Last year, Martha Simons, a 93-year-old Western Illinois University alum, received a copy of the first edition of The Mirror and The Lamp. She thoroughly enjoyed reading the articles, getting a glimpse at the present English department, and she was very eager to share her own stories and achievements.
Martha Simons graduated from Western when it was still a teachers’ college in 1944. Her years in the classroom were influenced by the events of World War II. After graduating, Martha taught English and Latin for thirty years before retiring in 1982.
Martha Simons sent us four remarkable essays about her experiences growing up, attending school, and life after retirement. Below is an essay written by Martha entitled “First Year Teacher”:
I was a World War II college student, graduating with a Bachelor of Education with majors in English and Latin from Western Illinois State Teachers College at Macomb, Illinois in June of 1944. Because most able-bodied men were engaged in some aspect of the war, teaching jobs were fairly plentiful since almost every small town had its own high school. Superintendents came to campus and conducted interviews to fill teaching positions. The average salary being offered for an annual contract of 9 months employment was $1700.00. I felt fortunate in signing a contract for $1800.00! This supposedly meant I received a monthly check for $200.00. However, since it was war time, our government had enacted a Victory Tax of twenty percent and the State of Illinois withheld five percent for retirement. My net pay per month was $150.00 for nine months – no pay for June, July and August. I went home to the farm for that interval.
Financially everything was doable. Unlike today’s graduate, I had no tuition loans to pay off. I had a scholarship and I had worked. During freshman and sophomore years, I had lived in the home of a professor and had done cooking and cleaning for my room and board. Many professors had such arrangements often for the care of small children. During my junior and senior years I worked in the college library under one of FDR’s alphabetical programs which paid 35¢ an hour. Even without such programs, costs were minimal compared to today’s standards. As I recall, tuition was $35.00 a quarter, thirty dollars would be forgiven if we signed a pledge to teach in the state of Illinois for three years. Even the remaining $5.00 was difficult to come by. However, it did cover student health services and admission to all college activities. Remember this was the end of the Great Depression years and some men labored for one dollar a day. Wartime prosperity had not yet hit western Illinois.

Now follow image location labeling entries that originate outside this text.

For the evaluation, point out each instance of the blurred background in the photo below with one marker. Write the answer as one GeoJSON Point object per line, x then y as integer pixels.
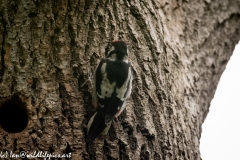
{"type": "Point", "coordinates": [220, 138]}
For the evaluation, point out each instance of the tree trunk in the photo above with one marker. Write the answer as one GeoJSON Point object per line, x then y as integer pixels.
{"type": "Point", "coordinates": [178, 50]}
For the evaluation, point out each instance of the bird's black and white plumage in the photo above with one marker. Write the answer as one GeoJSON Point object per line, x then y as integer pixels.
{"type": "Point", "coordinates": [112, 86]}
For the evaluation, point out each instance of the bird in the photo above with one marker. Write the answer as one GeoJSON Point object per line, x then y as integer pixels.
{"type": "Point", "coordinates": [112, 86]}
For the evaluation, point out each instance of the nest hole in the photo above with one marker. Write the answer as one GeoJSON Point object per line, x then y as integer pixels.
{"type": "Point", "coordinates": [13, 115]}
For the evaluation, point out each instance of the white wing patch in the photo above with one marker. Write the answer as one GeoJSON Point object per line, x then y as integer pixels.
{"type": "Point", "coordinates": [106, 87]}
{"type": "Point", "coordinates": [125, 88]}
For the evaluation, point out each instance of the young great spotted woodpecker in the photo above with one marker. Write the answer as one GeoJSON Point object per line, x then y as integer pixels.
{"type": "Point", "coordinates": [112, 86]}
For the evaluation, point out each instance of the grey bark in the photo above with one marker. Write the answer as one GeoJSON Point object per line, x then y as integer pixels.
{"type": "Point", "coordinates": [178, 49]}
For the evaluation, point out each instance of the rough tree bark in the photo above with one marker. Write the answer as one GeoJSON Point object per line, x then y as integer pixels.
{"type": "Point", "coordinates": [49, 49]}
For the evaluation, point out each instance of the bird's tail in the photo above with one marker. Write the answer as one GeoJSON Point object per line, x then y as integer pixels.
{"type": "Point", "coordinates": [96, 126]}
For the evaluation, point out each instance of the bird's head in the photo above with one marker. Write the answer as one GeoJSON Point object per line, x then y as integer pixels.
{"type": "Point", "coordinates": [119, 48]}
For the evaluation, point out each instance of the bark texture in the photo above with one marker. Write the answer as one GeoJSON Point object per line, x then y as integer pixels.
{"type": "Point", "coordinates": [178, 50]}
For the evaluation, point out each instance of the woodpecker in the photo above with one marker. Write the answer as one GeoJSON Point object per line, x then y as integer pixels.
{"type": "Point", "coordinates": [112, 86]}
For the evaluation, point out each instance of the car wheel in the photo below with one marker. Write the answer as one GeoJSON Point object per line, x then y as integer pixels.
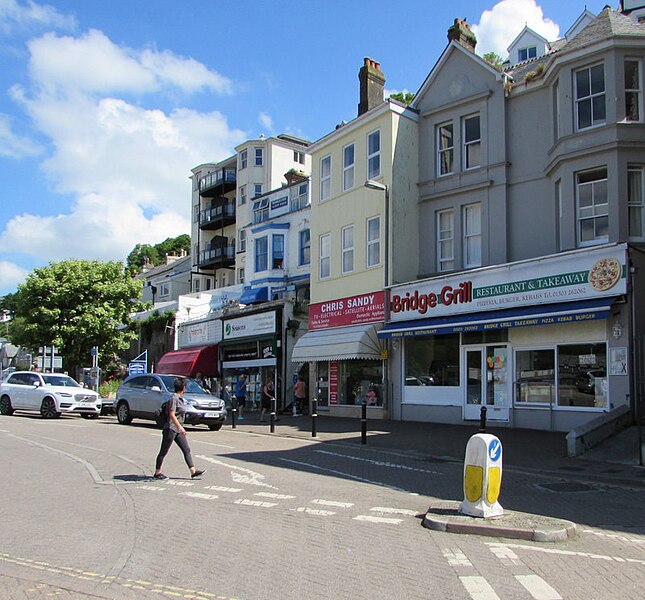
{"type": "Point", "coordinates": [5, 406]}
{"type": "Point", "coordinates": [48, 409]}
{"type": "Point", "coordinates": [123, 415]}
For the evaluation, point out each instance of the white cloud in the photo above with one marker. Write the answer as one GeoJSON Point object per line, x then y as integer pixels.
{"type": "Point", "coordinates": [266, 121]}
{"type": "Point", "coordinates": [498, 27]}
{"type": "Point", "coordinates": [10, 276]}
{"type": "Point", "coordinates": [127, 166]}
{"type": "Point", "coordinates": [29, 15]}
{"type": "Point", "coordinates": [13, 145]}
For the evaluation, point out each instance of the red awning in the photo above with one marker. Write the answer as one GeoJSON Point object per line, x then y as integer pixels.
{"type": "Point", "coordinates": [190, 361]}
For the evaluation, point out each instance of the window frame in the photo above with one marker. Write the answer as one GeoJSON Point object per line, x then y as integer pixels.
{"type": "Point", "coordinates": [325, 177]}
{"type": "Point", "coordinates": [347, 249]}
{"type": "Point", "coordinates": [579, 220]}
{"type": "Point", "coordinates": [450, 150]}
{"type": "Point", "coordinates": [369, 243]}
{"type": "Point", "coordinates": [590, 98]}
{"type": "Point", "coordinates": [349, 168]}
{"type": "Point", "coordinates": [324, 256]}
{"type": "Point", "coordinates": [374, 156]}
{"type": "Point", "coordinates": [475, 142]}
{"type": "Point", "coordinates": [442, 240]}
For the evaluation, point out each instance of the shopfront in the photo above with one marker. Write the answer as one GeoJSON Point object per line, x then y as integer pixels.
{"type": "Point", "coordinates": [251, 346]}
{"type": "Point", "coordinates": [541, 344]}
{"type": "Point", "coordinates": [346, 356]}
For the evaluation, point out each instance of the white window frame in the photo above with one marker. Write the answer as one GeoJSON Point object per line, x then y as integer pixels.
{"type": "Point", "coordinates": [591, 97]}
{"type": "Point", "coordinates": [636, 201]}
{"type": "Point", "coordinates": [348, 168]}
{"type": "Point", "coordinates": [445, 150]}
{"type": "Point", "coordinates": [374, 157]}
{"type": "Point", "coordinates": [595, 211]}
{"type": "Point", "coordinates": [469, 144]}
{"type": "Point", "coordinates": [634, 91]}
{"type": "Point", "coordinates": [347, 249]}
{"type": "Point", "coordinates": [472, 235]}
{"type": "Point", "coordinates": [325, 177]}
{"type": "Point", "coordinates": [445, 241]}
{"type": "Point", "coordinates": [371, 242]}
{"type": "Point", "coordinates": [324, 259]}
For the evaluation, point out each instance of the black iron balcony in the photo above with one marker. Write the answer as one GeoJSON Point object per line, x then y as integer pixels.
{"type": "Point", "coordinates": [217, 183]}
{"type": "Point", "coordinates": [216, 256]}
{"type": "Point", "coordinates": [220, 214]}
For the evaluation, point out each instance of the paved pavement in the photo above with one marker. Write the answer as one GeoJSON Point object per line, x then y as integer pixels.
{"type": "Point", "coordinates": [614, 462]}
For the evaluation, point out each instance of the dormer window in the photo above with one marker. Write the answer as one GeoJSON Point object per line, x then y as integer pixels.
{"type": "Point", "coordinates": [524, 54]}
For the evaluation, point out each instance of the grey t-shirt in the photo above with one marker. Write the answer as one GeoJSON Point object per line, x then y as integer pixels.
{"type": "Point", "coordinates": [177, 404]}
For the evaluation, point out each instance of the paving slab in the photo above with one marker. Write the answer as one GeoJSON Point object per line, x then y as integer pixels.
{"type": "Point", "coordinates": [445, 516]}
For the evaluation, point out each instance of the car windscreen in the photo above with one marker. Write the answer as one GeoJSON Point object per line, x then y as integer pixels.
{"type": "Point", "coordinates": [192, 387]}
{"type": "Point", "coordinates": [59, 380]}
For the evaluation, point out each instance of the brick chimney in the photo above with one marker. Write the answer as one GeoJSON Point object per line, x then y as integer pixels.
{"type": "Point", "coordinates": [372, 84]}
{"type": "Point", "coordinates": [460, 32]}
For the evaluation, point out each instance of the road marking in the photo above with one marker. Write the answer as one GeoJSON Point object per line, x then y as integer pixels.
{"type": "Point", "coordinates": [246, 502]}
{"type": "Point", "coordinates": [537, 587]}
{"type": "Point", "coordinates": [220, 488]}
{"type": "Point", "coordinates": [199, 495]}
{"type": "Point", "coordinates": [314, 511]}
{"type": "Point", "coordinates": [333, 503]}
{"type": "Point", "coordinates": [394, 511]}
{"type": "Point", "coordinates": [456, 558]}
{"type": "Point", "coordinates": [372, 519]}
{"type": "Point", "coordinates": [478, 588]}
{"type": "Point", "coordinates": [341, 473]}
{"type": "Point", "coordinates": [379, 463]}
{"type": "Point", "coordinates": [275, 496]}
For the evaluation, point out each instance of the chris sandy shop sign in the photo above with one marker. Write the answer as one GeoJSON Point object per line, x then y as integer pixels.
{"type": "Point", "coordinates": [354, 310]}
{"type": "Point", "coordinates": [250, 325]}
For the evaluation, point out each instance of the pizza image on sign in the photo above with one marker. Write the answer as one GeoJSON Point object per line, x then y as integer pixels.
{"type": "Point", "coordinates": [605, 274]}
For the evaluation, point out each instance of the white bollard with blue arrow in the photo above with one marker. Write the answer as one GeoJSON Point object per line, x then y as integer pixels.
{"type": "Point", "coordinates": [482, 477]}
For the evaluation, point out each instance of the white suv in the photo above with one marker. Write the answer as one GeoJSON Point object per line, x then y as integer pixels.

My first contract was with the district in St. Elmo, Illinois in Fayette County. This town of around 3,000 population was located in the south central part of the state, 75 miles east of St. Louis on old highway 40, between Vandalia and Effingham. It was an interesting community located in agricultural surroundings with poorer soil and thus less productive than the counties I was familiar with in western Illinois. However, during the years I was there, a very productive oil and gas field was active and there was a refinery plant in town. The town was filled with all the malodorous scents associated with the gas and oil business.
The student body of around 300 was a hybrid of students whose families had literally traveled all over the world as they had association with the petroleum industry and those students who hadn’t traveled far from their less than prosperous farms. Even among the farm students there was much divergence among those who had producing oil wells on their land and those who didn’t. The night skies around St. Elmo were always lighted with the many gas plumes that were constantly burned off.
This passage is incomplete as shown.